Other people had already done a good part of the translation, and most of the tools to improve it were easily accessible. The online tool made it easy to improve the translation in a sustainable way for both my users and for the CiviCRM community, and I was impressed by the responsiveness of the CiviCRM community.
To my surprise, I was later invited by the CiviCRM team to a translation sprint in California in April 2010. Having had contact with CiviCRM developers mostly through IRC and the forums, I had no idea what to expect. A week of "camping" out with other developers, what if it's not the right place for me? However, I was amazed.
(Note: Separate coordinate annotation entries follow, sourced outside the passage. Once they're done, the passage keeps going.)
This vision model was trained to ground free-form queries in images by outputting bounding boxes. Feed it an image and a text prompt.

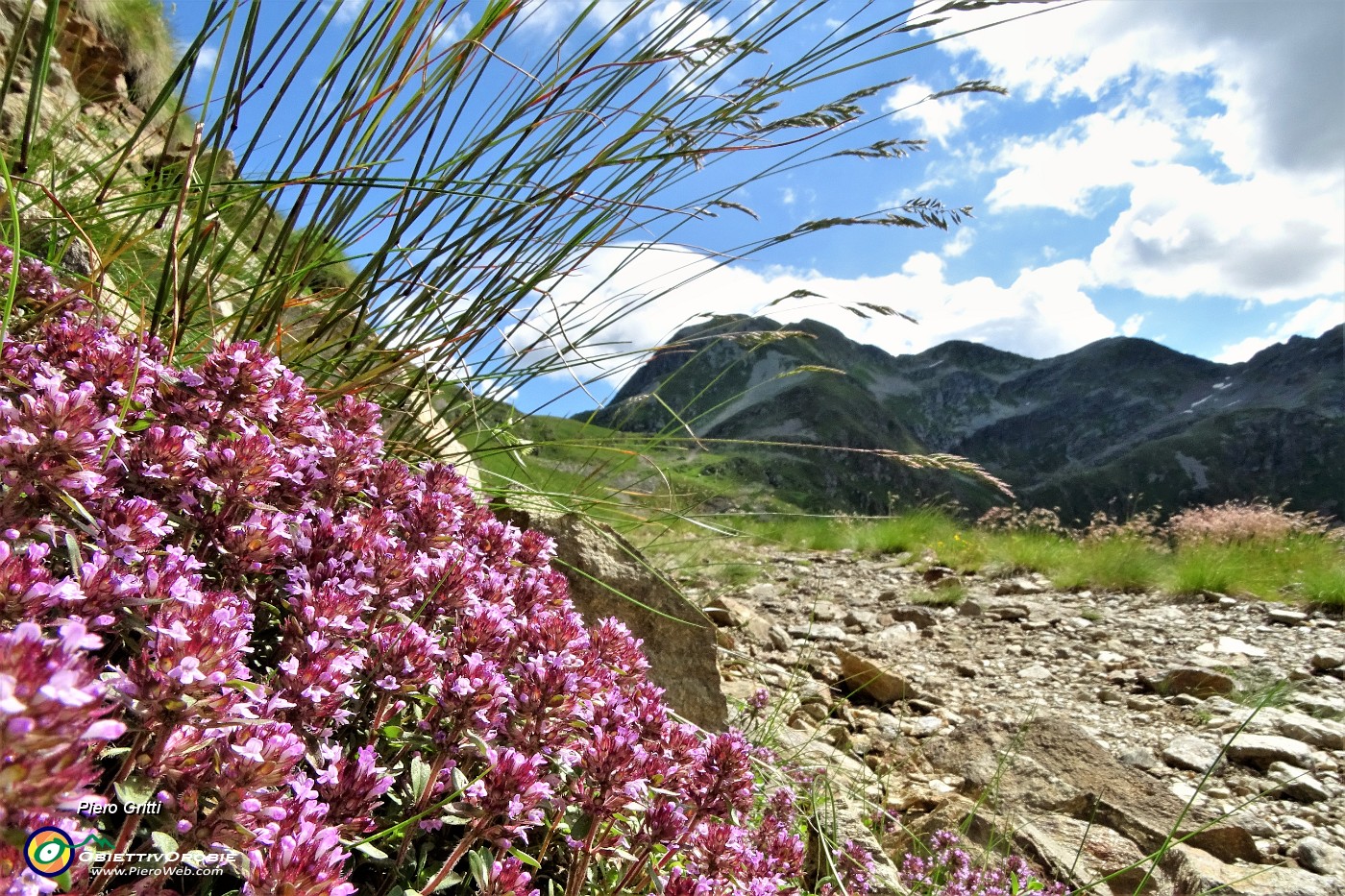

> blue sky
[168,0,1345,406]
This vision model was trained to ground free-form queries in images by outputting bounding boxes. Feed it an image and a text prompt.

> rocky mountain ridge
[593,315,1345,520]
[689,549,1345,896]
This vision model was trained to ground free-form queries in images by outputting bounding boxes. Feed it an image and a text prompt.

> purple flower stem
[421,816,490,893]
[608,846,653,896]
[565,818,598,896]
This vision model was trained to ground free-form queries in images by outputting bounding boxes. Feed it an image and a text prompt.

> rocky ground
[687,549,1345,896]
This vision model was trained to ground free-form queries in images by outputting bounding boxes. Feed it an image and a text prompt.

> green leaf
[411,756,430,796]
[467,849,494,890]
[354,842,387,861]
[149,830,178,856]
[508,846,542,868]
[113,775,155,806]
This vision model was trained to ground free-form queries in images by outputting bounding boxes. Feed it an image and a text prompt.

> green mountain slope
[592,316,1345,518]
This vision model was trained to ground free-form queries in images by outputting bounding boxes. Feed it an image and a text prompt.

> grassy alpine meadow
[669,502,1345,610]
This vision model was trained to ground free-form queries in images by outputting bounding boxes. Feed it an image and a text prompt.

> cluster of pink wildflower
[898,830,1069,896]
[0,249,822,896]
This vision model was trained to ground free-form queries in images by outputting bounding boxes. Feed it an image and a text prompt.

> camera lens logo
[23,828,75,877]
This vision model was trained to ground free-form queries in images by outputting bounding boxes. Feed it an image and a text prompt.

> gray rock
[901,715,944,738]
[1164,843,1339,896]
[924,715,1260,861]
[1265,763,1332,803]
[1308,647,1345,671]
[1224,732,1312,768]
[1163,736,1221,775]
[986,604,1032,621]
[1140,666,1236,697]
[1214,635,1265,657]
[498,507,727,731]
[1298,836,1345,883]
[995,576,1046,597]
[1012,814,1170,896]
[837,647,924,704]
[787,623,850,641]
[1279,713,1345,749]
[705,594,756,627]
[1116,747,1160,768]
[889,605,939,631]
[1265,607,1308,625]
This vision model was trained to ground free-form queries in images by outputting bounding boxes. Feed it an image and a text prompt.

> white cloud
[936,0,1345,180]
[986,105,1183,214]
[939,0,1345,303]
[1214,299,1345,365]
[1089,165,1345,303]
[942,226,976,258]
[882,81,985,145]
[511,245,1116,380]
[191,46,219,78]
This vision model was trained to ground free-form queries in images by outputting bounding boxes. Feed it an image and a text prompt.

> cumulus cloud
[1214,299,1345,365]
[191,46,219,80]
[936,0,1345,172]
[882,81,985,145]
[511,245,1117,385]
[941,0,1345,303]
[1090,165,1345,303]
[941,228,976,258]
[986,104,1183,214]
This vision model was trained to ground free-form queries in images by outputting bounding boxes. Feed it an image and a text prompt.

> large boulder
[925,715,1260,861]
[495,504,727,731]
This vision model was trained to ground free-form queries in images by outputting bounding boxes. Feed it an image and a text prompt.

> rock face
[497,507,727,731]
[687,549,1345,896]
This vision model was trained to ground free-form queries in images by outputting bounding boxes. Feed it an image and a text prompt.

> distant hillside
[593,315,1345,520]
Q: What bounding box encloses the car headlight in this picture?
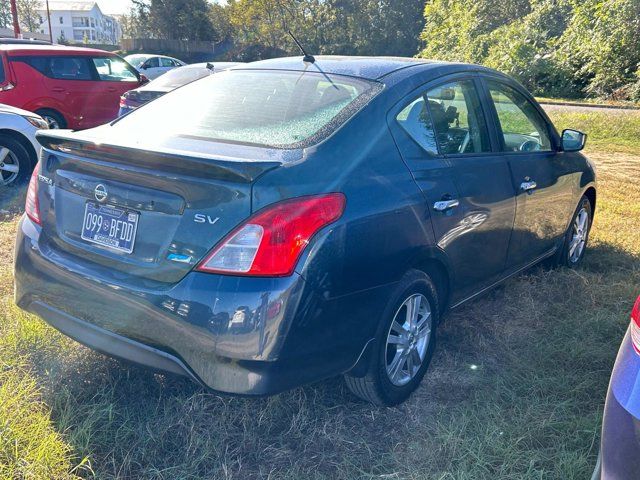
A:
[23,117,49,129]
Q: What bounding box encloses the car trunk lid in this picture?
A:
[32,129,283,283]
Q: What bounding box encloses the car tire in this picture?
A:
[345,270,440,406]
[557,195,593,268]
[36,108,67,129]
[0,135,34,187]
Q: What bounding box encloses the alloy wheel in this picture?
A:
[569,207,589,263]
[385,293,433,386]
[0,147,20,185]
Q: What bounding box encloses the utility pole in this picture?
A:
[47,0,53,43]
[11,0,22,38]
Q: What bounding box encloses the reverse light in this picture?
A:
[24,163,42,225]
[629,296,640,354]
[197,193,346,276]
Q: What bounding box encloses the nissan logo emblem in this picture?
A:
[93,183,107,202]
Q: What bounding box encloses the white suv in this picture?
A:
[0,103,49,187]
[124,54,186,80]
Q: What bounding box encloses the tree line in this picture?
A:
[127,0,640,100]
[0,0,640,101]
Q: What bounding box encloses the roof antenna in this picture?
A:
[287,30,316,63]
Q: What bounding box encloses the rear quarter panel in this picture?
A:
[252,89,433,362]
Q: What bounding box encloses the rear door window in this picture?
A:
[396,80,491,155]
[92,57,138,82]
[144,57,160,68]
[487,81,551,152]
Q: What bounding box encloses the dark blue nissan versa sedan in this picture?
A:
[15,57,596,405]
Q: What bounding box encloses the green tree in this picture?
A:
[560,0,640,96]
[0,0,13,28]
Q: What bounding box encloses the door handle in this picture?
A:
[520,179,538,192]
[433,198,460,212]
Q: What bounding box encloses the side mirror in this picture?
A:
[562,129,587,152]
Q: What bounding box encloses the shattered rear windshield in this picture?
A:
[113,70,381,148]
It was a great opportunity to learn on many topics related to CiviCRM, how the internals work, asking tons of questions to other developers and providing feedback on newly developed features.
I probably did not contribute much at that first sprint, but it made it possible to understand better how translation works technically and how the CiviCRM community works and communicates. I slowly became more involved in the maintenance of what is called internationalization and localization (the software equivalent of "think globally, act locally"). At times it can be hard to find enough time to keep up, but the more I can follow CiviCRM development, the better I can help in providing an efficient long-term solution for my clients.
Today, many more have joined this effort (the list of people to thank would be quite long!). Presentations at CiviCons and recent sprints have helped to get feedback on what to prioritize. With many translations now at 100% completion, we are constantly looking for ways to improve the quality and make CiviCRM shine as a quality and reliable tool (a bad translation can really affect the perception of the users).
Want to get involved? There is an internationalization and localization section on the CiviCRM forum. We have also recently revived the internationalization mailing-list (for discussions on new features and planning). You can also find more references on the wiki section for internationalization.
Local CiviCRM meetups have also been a great way to get more feedback and new people involved in the community. Don't forget to check if there is an event near you on CiviDay 2014, and if not, why not organize one? Meetups are, in my opinion, perhaps the best way to overcome the initial barrier when diving into a large project such as CiviCRM. You can join me in Montreal if you happen to be around.